Professional money managers are also in uncharted territory. They’re unsure how to respond to clients who are adrift after seeing the market sink below the worst-case scenarios they set in their investment plans.

In such times, careful analysis of stock prices and the government’s latest economic fixes can get short shrift.

“Over shorter-term time frames, the psychology can certainly overwhelm fundamentals,” said Kent Croft, chief investment officer of Baltimore-based Croft Funds and manager of the Croft Value Fund.

Last week, when the Dow Jones industrial average sank below 7,000 points, The Associated Press asked several money managers how they’re dealing with market forces and investor behavior that are defying expectations.

Mark Travis, chief executive and senior portfolio manager, Intrepid Capital Funds, in Jacksonville Beach, Fla.: Many of Travis’ private clients are at an age where they’ve protected themselves from stock volatility. They’ve put more than half their savings in bonds or money-market funds. But when the markets plunge, they can get just as jittery as investors who have everything riding on stocks. These days, Travis spends more time than usual on the phone with nervous clients.

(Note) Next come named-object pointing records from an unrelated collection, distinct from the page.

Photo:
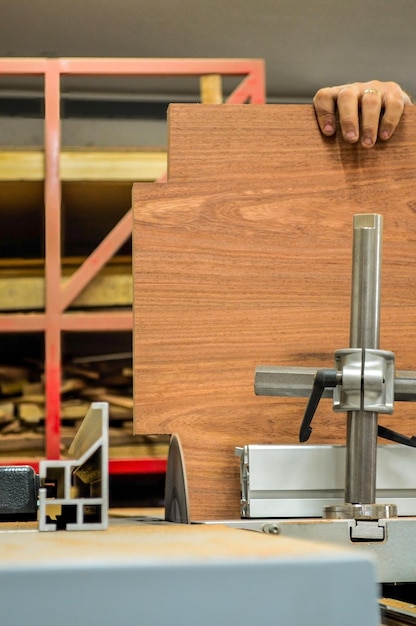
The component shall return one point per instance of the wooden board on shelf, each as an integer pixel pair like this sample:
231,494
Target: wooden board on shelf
22,285
110,164
229,275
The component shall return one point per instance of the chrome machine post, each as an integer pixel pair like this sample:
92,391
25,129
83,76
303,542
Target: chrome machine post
360,484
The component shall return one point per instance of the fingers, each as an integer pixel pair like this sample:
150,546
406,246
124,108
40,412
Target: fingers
366,111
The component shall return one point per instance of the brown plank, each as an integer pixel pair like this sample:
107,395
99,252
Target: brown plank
277,143
227,277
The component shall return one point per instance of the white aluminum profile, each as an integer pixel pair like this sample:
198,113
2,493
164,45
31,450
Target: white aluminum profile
73,494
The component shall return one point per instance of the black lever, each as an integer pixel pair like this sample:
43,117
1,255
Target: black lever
324,378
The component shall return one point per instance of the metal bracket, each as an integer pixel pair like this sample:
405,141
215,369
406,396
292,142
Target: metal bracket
367,380
73,494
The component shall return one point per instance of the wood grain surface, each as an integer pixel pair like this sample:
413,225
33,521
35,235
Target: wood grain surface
229,275
278,143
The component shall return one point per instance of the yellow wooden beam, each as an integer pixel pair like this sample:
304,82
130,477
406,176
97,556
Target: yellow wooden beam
85,164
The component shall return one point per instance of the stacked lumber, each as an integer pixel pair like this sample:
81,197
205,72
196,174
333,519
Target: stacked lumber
104,378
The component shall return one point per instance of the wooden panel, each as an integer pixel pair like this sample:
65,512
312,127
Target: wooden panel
276,143
230,275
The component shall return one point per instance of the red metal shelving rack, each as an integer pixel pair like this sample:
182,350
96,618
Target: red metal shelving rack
56,318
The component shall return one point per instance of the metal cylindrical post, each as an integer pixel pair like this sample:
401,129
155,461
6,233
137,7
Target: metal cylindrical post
360,485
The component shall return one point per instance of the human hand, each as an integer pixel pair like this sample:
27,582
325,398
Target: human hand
367,111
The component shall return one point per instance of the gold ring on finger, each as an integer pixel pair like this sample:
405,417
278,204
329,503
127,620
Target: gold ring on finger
373,91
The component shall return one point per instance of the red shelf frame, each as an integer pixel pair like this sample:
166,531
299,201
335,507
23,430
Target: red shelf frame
58,297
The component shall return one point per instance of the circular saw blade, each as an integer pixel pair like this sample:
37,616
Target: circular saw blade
176,492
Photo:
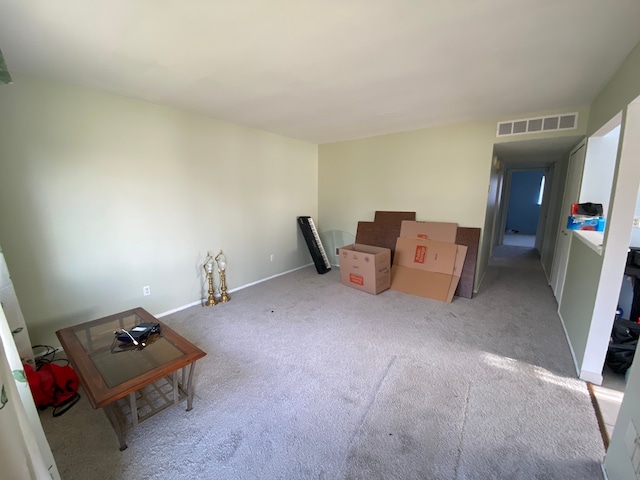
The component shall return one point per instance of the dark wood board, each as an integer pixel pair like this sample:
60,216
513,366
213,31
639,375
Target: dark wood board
471,238
393,217
378,234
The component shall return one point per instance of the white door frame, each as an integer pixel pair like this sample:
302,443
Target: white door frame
561,257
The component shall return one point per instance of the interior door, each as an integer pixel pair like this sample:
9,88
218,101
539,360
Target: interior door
571,195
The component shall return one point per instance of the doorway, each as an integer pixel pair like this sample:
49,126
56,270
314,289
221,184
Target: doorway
526,194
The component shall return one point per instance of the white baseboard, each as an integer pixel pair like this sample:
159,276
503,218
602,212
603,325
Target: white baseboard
573,354
201,301
475,290
592,377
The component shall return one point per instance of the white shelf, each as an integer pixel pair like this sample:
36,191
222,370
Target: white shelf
593,240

“When they hear the Dow has broken below 7,000, they assume they too have lost 50 percent of their capital — whether they have or not is irrelevant,” Travis said.

Such a mindset can lead to potentially rash decisions to pull out of stocks entirely.

“You do get a stampeding effect, and it starts to cascade on itself, and you see it in days like [last Monday], where I’ve had customers call who are probably 70 percent invested in fixed-income assets, but they don’t want any equities exposure, whether it makes sense long-term or not,” he said.

The challenge comes in reminding people that benchmarks are just a general gauge of performance. Travis measures performance of his company’s four mutual funds — Intrepid Capital Fund, Small Cap Fund, Income Fund and All Cap Fund — by comparing against the areas of the market that each fund tracks. But benchmarks often hold little weight with investors when markets are reeling.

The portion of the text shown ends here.